そういう素地があったのに加えて、歴史家の加来耕三先生が先日おっしゃっていたのが、2020年の東京オリンピックをきっかけに時代が大きく転換するであろう現代の日本に、真田丸の時代感がマッチしていて、共感する人が多かったのではないかということです。
編集部F: ん、具体的にどういうことですか?
小日向: 徳川勢と豊臣勢が戦った大坂の陣で、名実ともに戦国の世は終わります。つまり時代の大きな転換期に当たるわけで、それと同じように転換期を生きている今の時代の視聴者が、真田丸の時代を生きた人たちから学ぶことは多いのではというのです。
編集部F: なるほど。ほかに人気の秘けつは?
小日向: 長澤まさみさんが演じるきりちゃんにあえて現代の言葉で話させるなどして、分かりやすさ、親しみやすさを追求した結果、これまで歴史や大河ドラマに興味がなかった若者層を取り込むことに成功したと思います。そして、彼らが毎回ドラマの内容で盛り上がり、Twitterなどのソーシャルメディア上で広く拡散したのがこれまでの大河ドラマと比べて異なる点かもしれません。
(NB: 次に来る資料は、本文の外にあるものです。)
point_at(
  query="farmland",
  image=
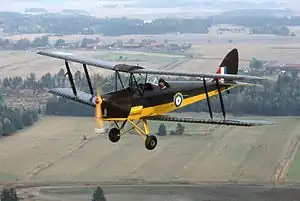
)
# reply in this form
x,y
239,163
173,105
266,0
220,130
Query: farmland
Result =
x,y
209,153
53,150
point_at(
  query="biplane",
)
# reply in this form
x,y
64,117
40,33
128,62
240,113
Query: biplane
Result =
x,y
140,101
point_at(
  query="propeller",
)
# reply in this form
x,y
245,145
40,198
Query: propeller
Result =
x,y
98,114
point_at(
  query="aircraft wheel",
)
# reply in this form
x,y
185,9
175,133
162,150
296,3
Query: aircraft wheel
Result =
x,y
114,135
151,142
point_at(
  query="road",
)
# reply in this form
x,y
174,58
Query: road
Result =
x,y
174,192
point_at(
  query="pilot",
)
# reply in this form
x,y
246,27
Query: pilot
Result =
x,y
162,83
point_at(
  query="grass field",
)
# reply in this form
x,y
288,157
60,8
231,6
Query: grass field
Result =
x,y
208,55
212,153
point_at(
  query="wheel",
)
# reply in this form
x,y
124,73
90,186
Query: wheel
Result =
x,y
114,135
151,142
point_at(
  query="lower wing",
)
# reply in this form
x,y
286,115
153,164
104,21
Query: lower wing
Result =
x,y
228,122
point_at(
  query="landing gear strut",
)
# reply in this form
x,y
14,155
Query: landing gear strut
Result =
x,y
150,142
114,134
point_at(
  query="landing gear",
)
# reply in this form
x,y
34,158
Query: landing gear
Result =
x,y
114,135
150,142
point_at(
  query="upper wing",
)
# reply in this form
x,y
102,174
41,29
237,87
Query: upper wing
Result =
x,y
203,75
139,69
89,61
228,122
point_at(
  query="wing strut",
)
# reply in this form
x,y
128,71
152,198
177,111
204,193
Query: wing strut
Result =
x,y
88,79
207,98
70,78
221,99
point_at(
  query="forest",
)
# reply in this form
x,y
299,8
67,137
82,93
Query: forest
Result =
x,y
279,98
275,98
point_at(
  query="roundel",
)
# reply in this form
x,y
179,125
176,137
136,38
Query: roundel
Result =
x,y
178,98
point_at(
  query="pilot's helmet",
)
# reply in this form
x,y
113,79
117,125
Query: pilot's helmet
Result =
x,y
161,80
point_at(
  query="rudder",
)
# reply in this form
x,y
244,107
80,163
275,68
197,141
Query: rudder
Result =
x,y
230,63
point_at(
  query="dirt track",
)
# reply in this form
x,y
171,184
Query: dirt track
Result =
x,y
202,192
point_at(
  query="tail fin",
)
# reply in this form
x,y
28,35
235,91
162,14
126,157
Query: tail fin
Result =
x,y
230,63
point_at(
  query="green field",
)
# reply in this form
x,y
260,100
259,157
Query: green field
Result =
x,y
137,56
206,153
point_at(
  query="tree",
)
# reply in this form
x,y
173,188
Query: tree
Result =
x,y
9,195
179,129
162,130
98,195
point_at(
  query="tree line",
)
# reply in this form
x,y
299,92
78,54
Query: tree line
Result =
x,y
14,119
274,98
65,24
10,194
17,23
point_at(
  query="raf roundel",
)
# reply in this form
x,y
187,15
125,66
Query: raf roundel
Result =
x,y
178,98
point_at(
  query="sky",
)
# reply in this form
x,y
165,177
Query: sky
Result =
x,y
92,6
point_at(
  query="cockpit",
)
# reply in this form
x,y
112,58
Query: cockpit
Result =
x,y
148,86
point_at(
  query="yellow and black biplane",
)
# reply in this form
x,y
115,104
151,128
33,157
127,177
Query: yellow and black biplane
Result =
x,y
138,102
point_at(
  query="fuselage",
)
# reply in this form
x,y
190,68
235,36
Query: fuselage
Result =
x,y
130,104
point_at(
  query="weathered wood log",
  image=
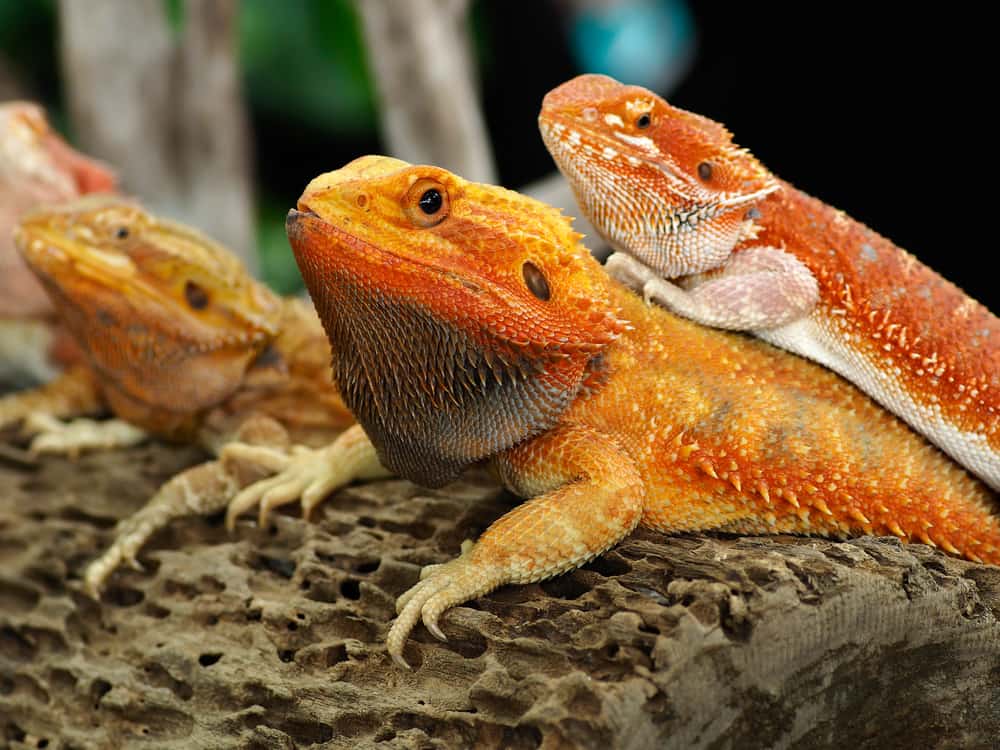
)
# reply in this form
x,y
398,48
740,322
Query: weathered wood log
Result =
x,y
421,60
275,639
165,109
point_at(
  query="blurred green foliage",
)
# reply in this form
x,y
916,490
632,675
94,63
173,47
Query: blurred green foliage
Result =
x,y
303,64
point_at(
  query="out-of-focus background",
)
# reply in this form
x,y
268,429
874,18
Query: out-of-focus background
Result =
x,y
218,112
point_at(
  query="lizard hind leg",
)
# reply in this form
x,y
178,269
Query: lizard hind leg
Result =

例えば、真田丸」を略して「丸」というのが流行りましたよね。NHK総合よりも先に放送するBSを「早丸」、本放送を「本丸」と呼んだり、ドラマで好きな場面をイラストに描いて「丸絵」というハッシュタグを付けて投稿する人がたくさん出てきたり。その盛り上がりを受けて、岩櫃城(群馬県東吾妻町)のイベントでは丸絵展が開かれました。
また、ハッシュタグに関して、NHKが公式に使っているのは「#真田丸」「#真田RED」だけですが、ファンの間でほかにもいろいろなハッシュタグが使われていたのが印象的でした。
編集部F: 真田昌幸がドラマで死んだときには、ソーシャル上で「昌幸ロス」という言葉も飛び交いましたね。